Job Description
Are you ready to architect the future of intelligence?
Nexus Horizon Labs is seeking a visionary Senior AI Architect to lead our 2026 Horizon Initiative. As we stand on the precipice of the next era of artificial general intelligence, we need a pioneer to design the systems that will define the 2026 landscape. You won't just be maintaining legacy models; you will be building the foundational infrastructure for autonomous agents, sentient interfaces, and next-generation neural networks.
In this role, you will bridge the gap between theoretical research and practical application, ensuring our products are not just functional today, but revolutionary tomorrow. Join a team of elite engineers and data scientists working in a high-performance environment where innovation is the only metric that matters.
Why Join Nexus Horizon?
- Impact: Shape the trajectory of AI technology for the global market.
- Equity: Competitive equity package tied to company milestones.
- Flexibility: Hybrid work model (3 days in-office in SF).
- Growth: Unlimited learning budget and access to cutting-edge compute.
Responsibilities
- Architect 2026-Ready Systems: Design and implement scalable, secure, and high-performance AI infrastructure capable of handling the computational demands of the 2026 era.

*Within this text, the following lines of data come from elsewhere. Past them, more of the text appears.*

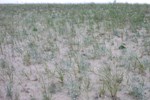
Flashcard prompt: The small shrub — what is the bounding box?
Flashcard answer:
[23,52,31,66]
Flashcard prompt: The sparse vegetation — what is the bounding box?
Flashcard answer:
[0,2,150,100]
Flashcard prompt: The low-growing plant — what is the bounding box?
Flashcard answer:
[101,67,123,100]
[23,52,31,66]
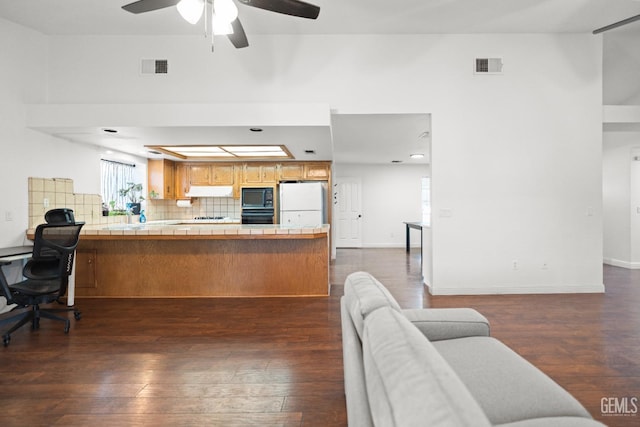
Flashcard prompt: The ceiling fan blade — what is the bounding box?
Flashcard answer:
[238,0,320,19]
[122,0,180,13]
[227,18,249,49]
[593,15,640,34]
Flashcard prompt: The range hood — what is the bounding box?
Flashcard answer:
[185,185,233,197]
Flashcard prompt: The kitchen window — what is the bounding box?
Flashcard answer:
[100,159,136,209]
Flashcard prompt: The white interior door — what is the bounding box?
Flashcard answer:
[333,178,362,248]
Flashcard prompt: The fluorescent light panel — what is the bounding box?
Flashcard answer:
[146,145,293,159]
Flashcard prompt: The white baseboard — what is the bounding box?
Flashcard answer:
[362,243,420,249]
[425,284,604,295]
[603,258,640,270]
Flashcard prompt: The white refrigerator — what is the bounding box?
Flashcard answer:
[280,182,326,226]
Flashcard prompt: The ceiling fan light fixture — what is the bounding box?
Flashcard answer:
[176,0,204,25]
[211,13,233,36]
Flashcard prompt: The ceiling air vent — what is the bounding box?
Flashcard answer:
[140,59,169,74]
[475,58,502,74]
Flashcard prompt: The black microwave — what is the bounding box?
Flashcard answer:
[242,187,273,209]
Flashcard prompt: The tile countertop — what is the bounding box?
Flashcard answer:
[48,220,329,236]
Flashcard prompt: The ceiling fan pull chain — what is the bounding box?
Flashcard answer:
[204,0,209,38]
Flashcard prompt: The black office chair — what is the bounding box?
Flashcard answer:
[0,222,84,346]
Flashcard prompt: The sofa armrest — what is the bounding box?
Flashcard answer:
[402,308,490,341]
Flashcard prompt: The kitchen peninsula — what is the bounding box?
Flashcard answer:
[75,221,330,297]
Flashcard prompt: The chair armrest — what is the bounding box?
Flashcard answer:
[402,308,490,341]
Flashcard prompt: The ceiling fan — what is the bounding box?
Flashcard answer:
[122,0,320,49]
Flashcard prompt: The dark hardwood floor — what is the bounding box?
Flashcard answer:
[0,249,640,427]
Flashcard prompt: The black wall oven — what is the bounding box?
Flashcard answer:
[242,187,274,224]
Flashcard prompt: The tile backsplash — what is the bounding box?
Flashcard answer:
[144,197,242,220]
[29,177,105,228]
[29,177,242,228]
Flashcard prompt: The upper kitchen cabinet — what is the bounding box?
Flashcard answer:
[189,163,211,185]
[189,163,234,185]
[147,159,176,199]
[175,162,190,199]
[211,164,234,185]
[242,163,277,185]
[280,162,331,181]
[304,163,331,181]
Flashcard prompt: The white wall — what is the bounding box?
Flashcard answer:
[0,19,100,247]
[603,31,640,105]
[333,163,429,248]
[5,30,602,293]
[629,148,640,268]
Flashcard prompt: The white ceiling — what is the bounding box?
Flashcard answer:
[0,0,640,36]
[0,0,640,163]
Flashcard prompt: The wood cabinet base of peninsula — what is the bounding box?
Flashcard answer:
[76,234,329,297]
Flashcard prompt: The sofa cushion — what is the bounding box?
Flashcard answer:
[432,337,591,425]
[402,308,490,341]
[496,417,605,427]
[344,271,401,337]
[362,307,490,427]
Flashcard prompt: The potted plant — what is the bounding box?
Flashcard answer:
[119,182,144,215]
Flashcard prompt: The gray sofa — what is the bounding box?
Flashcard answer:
[341,272,602,427]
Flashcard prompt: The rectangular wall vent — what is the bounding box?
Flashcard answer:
[140,59,169,74]
[475,58,502,74]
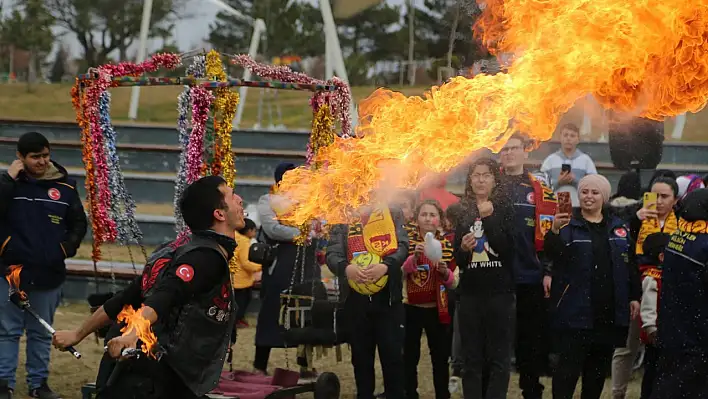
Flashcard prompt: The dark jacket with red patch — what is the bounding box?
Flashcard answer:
[0,161,87,290]
[96,231,236,397]
[142,234,236,396]
[545,215,641,330]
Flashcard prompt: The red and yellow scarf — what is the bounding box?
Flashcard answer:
[406,222,455,324]
[634,211,679,255]
[347,204,398,262]
[529,173,558,252]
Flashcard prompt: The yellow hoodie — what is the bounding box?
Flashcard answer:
[230,231,261,289]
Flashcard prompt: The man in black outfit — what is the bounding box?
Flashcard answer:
[327,207,408,399]
[54,176,244,399]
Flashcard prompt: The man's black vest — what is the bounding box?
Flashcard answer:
[142,235,236,396]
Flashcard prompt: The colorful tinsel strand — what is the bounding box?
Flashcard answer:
[99,91,143,245]
[232,54,352,137]
[216,90,239,187]
[71,83,102,261]
[206,50,226,81]
[77,54,182,261]
[187,87,214,184]
[306,104,335,169]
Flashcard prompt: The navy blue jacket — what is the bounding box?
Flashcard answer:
[544,215,641,330]
[658,228,708,353]
[0,161,87,289]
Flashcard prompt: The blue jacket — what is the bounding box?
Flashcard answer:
[658,228,708,353]
[0,161,87,289]
[545,216,640,330]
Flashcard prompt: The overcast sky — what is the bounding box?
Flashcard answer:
[170,0,404,52]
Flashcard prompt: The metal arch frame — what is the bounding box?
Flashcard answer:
[128,0,358,128]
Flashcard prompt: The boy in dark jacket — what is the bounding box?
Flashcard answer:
[652,189,708,399]
[0,132,87,399]
[327,205,408,399]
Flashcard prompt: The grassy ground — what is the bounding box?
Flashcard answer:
[5,304,639,399]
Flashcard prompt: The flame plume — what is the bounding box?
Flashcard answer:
[118,305,157,358]
[280,0,708,225]
[5,265,27,301]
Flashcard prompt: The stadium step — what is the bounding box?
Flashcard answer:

- Research & Development: Lead R&D efforts in Generative AI, Multi-modal learning, and Agentic workflows to stay ahead of industry trends.
- Model Optimization: Oversee the fine-tuning and deployment of Large Language Models (LLMs) and neural architectures to ensure maximum inference efficiency.

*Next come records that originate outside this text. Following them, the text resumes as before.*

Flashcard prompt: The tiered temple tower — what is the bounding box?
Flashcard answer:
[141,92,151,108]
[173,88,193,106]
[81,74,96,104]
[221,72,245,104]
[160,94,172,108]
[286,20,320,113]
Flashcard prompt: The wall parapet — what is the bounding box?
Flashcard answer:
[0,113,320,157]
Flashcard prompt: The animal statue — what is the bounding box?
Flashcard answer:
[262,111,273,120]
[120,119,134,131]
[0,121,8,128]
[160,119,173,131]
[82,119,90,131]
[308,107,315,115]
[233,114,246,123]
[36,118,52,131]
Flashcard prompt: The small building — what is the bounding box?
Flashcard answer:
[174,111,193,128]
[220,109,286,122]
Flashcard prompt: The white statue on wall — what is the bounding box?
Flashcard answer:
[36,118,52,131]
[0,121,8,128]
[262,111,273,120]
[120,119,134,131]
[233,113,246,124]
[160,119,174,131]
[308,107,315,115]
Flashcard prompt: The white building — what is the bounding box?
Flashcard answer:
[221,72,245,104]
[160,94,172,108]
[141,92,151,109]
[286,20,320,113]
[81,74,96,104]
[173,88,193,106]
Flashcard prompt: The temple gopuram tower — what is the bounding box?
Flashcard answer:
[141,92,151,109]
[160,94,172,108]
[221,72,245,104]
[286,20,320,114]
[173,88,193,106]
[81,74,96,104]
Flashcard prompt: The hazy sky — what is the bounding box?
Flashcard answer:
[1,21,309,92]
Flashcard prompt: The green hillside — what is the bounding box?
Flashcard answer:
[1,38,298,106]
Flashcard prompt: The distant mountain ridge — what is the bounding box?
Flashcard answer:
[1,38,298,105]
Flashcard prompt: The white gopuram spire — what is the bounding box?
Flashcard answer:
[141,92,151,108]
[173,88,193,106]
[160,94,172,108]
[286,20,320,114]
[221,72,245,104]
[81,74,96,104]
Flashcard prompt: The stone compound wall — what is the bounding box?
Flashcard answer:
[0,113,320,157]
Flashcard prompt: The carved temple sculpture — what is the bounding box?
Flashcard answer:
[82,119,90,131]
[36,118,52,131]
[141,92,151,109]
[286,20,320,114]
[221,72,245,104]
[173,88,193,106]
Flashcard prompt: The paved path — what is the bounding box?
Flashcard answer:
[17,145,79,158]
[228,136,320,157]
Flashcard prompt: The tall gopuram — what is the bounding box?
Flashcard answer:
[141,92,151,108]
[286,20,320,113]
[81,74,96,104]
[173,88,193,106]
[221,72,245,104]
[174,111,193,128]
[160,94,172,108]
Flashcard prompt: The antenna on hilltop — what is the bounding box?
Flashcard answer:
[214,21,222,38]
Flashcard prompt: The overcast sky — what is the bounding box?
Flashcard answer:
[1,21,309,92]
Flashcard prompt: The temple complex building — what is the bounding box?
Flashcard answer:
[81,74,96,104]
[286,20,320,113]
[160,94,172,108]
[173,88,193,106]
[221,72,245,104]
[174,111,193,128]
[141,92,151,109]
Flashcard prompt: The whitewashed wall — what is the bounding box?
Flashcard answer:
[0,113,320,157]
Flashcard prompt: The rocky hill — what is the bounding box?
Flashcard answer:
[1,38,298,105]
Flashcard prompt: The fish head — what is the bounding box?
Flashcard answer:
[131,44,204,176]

- Technical Leadership: Mentor junior engineers and data scientists, conducting code reviews and architectural reviews to maintain high engineering standards.

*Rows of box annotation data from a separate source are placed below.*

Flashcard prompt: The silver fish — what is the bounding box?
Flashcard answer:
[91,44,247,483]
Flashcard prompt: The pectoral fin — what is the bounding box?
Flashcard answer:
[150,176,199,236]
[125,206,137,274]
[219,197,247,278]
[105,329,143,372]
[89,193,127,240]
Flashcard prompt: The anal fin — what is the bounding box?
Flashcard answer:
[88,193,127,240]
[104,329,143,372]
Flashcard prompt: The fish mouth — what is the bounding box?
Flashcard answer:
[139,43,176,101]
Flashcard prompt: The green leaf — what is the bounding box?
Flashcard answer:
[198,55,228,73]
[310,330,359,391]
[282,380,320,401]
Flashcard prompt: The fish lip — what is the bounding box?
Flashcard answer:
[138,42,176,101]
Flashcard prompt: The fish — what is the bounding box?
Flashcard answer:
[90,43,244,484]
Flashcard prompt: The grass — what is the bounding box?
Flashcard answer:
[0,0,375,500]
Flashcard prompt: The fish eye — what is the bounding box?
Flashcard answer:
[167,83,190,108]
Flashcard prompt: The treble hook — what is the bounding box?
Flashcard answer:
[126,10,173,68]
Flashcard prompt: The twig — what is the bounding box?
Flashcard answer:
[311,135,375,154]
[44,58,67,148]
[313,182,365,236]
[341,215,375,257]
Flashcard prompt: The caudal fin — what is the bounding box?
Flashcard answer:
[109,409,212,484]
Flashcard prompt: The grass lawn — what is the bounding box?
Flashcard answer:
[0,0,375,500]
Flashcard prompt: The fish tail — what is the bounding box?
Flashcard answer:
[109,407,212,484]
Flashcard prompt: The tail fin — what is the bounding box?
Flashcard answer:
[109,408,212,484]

- Cross-Functional Collaboration: Partner with product managers and designers to translate complex technical requirements into user-centric AI solutions.
- Publish & Present: Contribute to the academic community by publishing patents and whitepapers on emerging AI methodologies.
Qualifications
- Education: PhD or Masterβs degree in Computer Science, Artificial Intelligence, or a related quantitative field.
- Experience: 7+ years of professional experience in machine learning, deep learning, or systems engineering.
- Technical Stack: Proficiency in Python, PyTorch, TensorFlow, and distributed computing frameworks (e.g., Kubernetes, Ray).
- AI Expertise: Deep understanding of Transformer architectures, Reinforcement Learning, and Natural Language Processing (NLP).
- Problem Solving: Demonstrated ability to solve complex, unstructured problems with innovative technical solutions.
- Communication: Excellent verbal and written communication skills, with the ability to explain complex technical concepts to non-technical stakeholders.